Re: RAID stripe size question

Lists: pgsql-performance
From: "Mikael Carneholm" <Mikael(dot)Carneholm(at)WirelessCar(dot)com>
To: <pgsql-performance(at)postgresql(dot)org>
Subject: RAID stripe size question
Date: 2006-07-16 22:52:17
Message-ID: 7F10D26ECFA1FB458B89C5B4B0D72C2B4E4BB1@sesrv12.wirelesscar.com
Views: Raw Message | Whole Thread | Download mbox | Resend email
Lists: pgsql-performance

I have finally gotten my hands on the MSA1500 that we ordered some time
ago. It has 28 x 10K 146Gb drives, currently grouped as 10 (for wal) +
18 (for data). There's only one controller (an emulex), but I hope
performance won't suffer too much from that. Raid level is 0+1,
filesystem is ext3.

Now to the interesting part: would it make sense to use different stripe
sizes on the separate disk arrays? In theory, a smaller stripe size
(8-32K) should increase sequential write throughput at the cost of
decreased positioning performance, which sounds good for WAL (assuming
WAL is never "searched" during normal operation). And for disks holding
the data, a larger stripe size (>32K) should provide for more concurrent
(small) reads/writes at the cost of decreased raw throughput. This is
with an OLTP type application in mind, so I'd rather have high
transaction throughput than high sequential read speed. The interface is
a 2Gb FC so I'm throttled to (theoretically) 192Mb/s, anyway.

So, does this make sense? Has anyone tried it and seen any performance
gains from it?

Regards,
Mikael.


From: "Steinar H(dot) Gunderson" <sgunderson(at)bigfoot(dot)com>
To: pgsql-performance(at)postgresql(dot)org
Subject: Re: RAID stripe size question
Date: 2006-07-16 23:10:05
Message-ID: 20060716231005.GA4746@uio.no
Views: Raw Message | Whole Thread | Download mbox | Resend email
Lists: pgsql-performance

On Mon, Jul 17, 2006 at 12:52:17AM +0200, Mikael Carneholm wrote:
> Now to the interesting part: would it make sense to use different stripe
> sizes on the separate disk arrays?

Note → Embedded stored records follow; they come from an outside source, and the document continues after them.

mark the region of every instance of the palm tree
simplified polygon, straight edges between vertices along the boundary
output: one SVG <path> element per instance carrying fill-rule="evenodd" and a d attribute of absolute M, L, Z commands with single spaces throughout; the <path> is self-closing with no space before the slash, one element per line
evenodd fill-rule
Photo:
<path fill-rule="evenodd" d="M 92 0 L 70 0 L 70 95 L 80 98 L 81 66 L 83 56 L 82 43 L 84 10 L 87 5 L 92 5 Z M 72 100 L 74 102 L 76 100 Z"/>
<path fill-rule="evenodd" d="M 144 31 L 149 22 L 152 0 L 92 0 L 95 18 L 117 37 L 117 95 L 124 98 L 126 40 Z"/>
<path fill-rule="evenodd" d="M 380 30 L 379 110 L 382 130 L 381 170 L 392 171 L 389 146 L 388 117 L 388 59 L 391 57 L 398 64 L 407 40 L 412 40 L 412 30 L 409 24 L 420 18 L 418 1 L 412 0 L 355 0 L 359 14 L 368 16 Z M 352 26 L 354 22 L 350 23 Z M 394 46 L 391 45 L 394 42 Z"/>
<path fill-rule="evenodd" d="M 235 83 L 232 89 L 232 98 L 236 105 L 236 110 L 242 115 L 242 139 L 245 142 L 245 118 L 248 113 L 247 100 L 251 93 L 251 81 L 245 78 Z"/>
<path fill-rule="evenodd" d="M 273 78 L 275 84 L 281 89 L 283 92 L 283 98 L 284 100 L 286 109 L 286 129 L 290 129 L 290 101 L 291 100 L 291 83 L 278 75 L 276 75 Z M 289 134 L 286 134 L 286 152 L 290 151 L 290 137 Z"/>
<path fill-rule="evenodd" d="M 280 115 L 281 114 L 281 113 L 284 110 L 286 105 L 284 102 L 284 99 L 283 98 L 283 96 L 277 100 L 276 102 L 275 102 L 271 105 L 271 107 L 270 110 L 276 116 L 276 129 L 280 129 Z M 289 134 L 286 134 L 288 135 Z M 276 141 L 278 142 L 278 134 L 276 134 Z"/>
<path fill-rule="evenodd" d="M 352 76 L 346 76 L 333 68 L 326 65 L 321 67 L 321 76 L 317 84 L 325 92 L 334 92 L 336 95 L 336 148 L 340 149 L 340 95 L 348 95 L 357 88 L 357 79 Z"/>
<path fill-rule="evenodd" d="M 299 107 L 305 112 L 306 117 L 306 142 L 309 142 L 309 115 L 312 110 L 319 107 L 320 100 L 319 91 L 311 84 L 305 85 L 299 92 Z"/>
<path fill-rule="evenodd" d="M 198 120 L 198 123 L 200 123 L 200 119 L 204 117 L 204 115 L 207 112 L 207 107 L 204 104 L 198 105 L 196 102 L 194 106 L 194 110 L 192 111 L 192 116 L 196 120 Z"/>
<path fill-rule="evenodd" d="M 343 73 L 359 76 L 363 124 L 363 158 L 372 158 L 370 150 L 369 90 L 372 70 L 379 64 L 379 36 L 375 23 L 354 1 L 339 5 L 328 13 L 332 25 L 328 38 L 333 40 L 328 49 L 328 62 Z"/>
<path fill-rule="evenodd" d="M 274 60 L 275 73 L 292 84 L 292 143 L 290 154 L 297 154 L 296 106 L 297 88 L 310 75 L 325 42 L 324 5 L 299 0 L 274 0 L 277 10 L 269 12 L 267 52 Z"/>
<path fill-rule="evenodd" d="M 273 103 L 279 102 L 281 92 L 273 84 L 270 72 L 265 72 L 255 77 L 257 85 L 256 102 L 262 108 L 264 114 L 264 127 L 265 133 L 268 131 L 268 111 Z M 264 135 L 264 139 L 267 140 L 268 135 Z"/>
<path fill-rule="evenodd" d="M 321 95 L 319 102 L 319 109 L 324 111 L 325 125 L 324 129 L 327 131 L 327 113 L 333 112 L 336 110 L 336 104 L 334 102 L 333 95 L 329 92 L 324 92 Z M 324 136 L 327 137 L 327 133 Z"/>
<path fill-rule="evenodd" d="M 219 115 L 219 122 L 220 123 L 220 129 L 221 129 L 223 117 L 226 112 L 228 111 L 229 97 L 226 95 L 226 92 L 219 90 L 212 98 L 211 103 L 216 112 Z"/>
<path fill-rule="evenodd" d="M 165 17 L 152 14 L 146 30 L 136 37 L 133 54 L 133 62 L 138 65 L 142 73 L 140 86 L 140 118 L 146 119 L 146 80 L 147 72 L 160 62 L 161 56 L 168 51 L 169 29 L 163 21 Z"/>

In theory, a smaller stripe size
> (8-32K) should increase sequential write throughput at the cost of
> decreased positioning performance, which sounds good for WAL (assuming
> WAL is never "searched" during normal operation).

For large writes (ie. sequential write throughput), it doesn't really matter
what the stripe size is; all the disks will have to both seek and write
anyhow.

/* Steinar */
--
Homepage: http://www.sesse.net/


From: Michael Stone <mstone+postgres(at)mathom(dot)us>
To: pgsql-performance(at)postgresql(dot)org
Subject: Re: RAID stripe size question
Date: 2006-07-17 00:03:40
Message-ID: 20060717000337.GA8069@mathom.us
Views: Raw Message | Whole Thread | Download mbox | Resend email
Lists: pgsql-performance

On Mon, Jul 17, 2006 at 12:52:17AM +0200, Mikael Carneholm wrote:
>I have finally gotten my hands on the MSA1500 that we ordered some time
>ago. It has 28 x 10K 146Gb drives, currently grouped as 10 (for wal) +
>18 (for data). There's only one controller (an emulex), but I hope

You've got 1.4TB assigned to the WAL, which doesn't normally have more
than a couple of gigs?

Mike Stone


From: "Alex Turner" <armtuk(at)gmail(dot)com>
To: "Mikael Carneholm" <Mikael(dot)Carneholm(at)wirelesscar(dot)com>
Cc: pgsql-performance(at)postgresql(dot)org
Subject: Re: RAID stripe size question
Date: 2006-07-17 06:13:04
Message-ID: 33c6269f0607162313k1770ac16ld5e90e106bf5e8dc@mail.gmail.com
Views: Raw Message | Whole Thread | Download mbox | Resend email
Lists: pgsql-performance

With 18 disks dedicated to data, you could make 100/7*9 seeks/second (7ms
av seeks time, 9 independant units) which is 128seeks/second writing on
average 64kb of data, which is 4.1MB/sec throughput worst case, probably 10x
best case so 40Mb/sec - you might want to take more disks for your data and
less for your WAL.

Someone check my math here...

And as always - run benchmarks with your app to verify

Alex.

On 7/16/06, Mikael Carneholm <Mikael(dot)Carneholm(at)wirelesscar(dot)com> wrote:
>
> I have finally gotten my hands on the MSA1500 that we ordered some time
> ago. It has 28 x 10K 146Gb drives, currently grouped as 10 (for wal) + 18
> (for data). There's only one controller (an emulex), but I hope performance
> won't suffer too much from that. Raid level is 0+1, filesystem is ext3.
>
> Now to the interesting part: would it make sense to use different stripe
> sizes on the separate disk arrays? In theory, a smaller stripe size (8-32K)
> should increase sequential write throughput at the cost of decreased
> positioning performance, which sounds good for WAL (assuming WAL is never
> "searched" during normal operation). And for disks holding the data, a
> larger stripe size (>32K) should provide for more concurrent (small)
> reads/writes at the cost of decreased raw throughput. This is with an OLTP
> type application in mind, so I'd rather have high transaction throughput
> than high sequential read speed. The interface is a 2Gb FC so I'm throttled
> to (theoretically) 192Mb/s, anyway.
>
> So, does this make sense? Has anyone tried it and seen any performance
> gains from it?
>
> Regards,
> Mikael.
>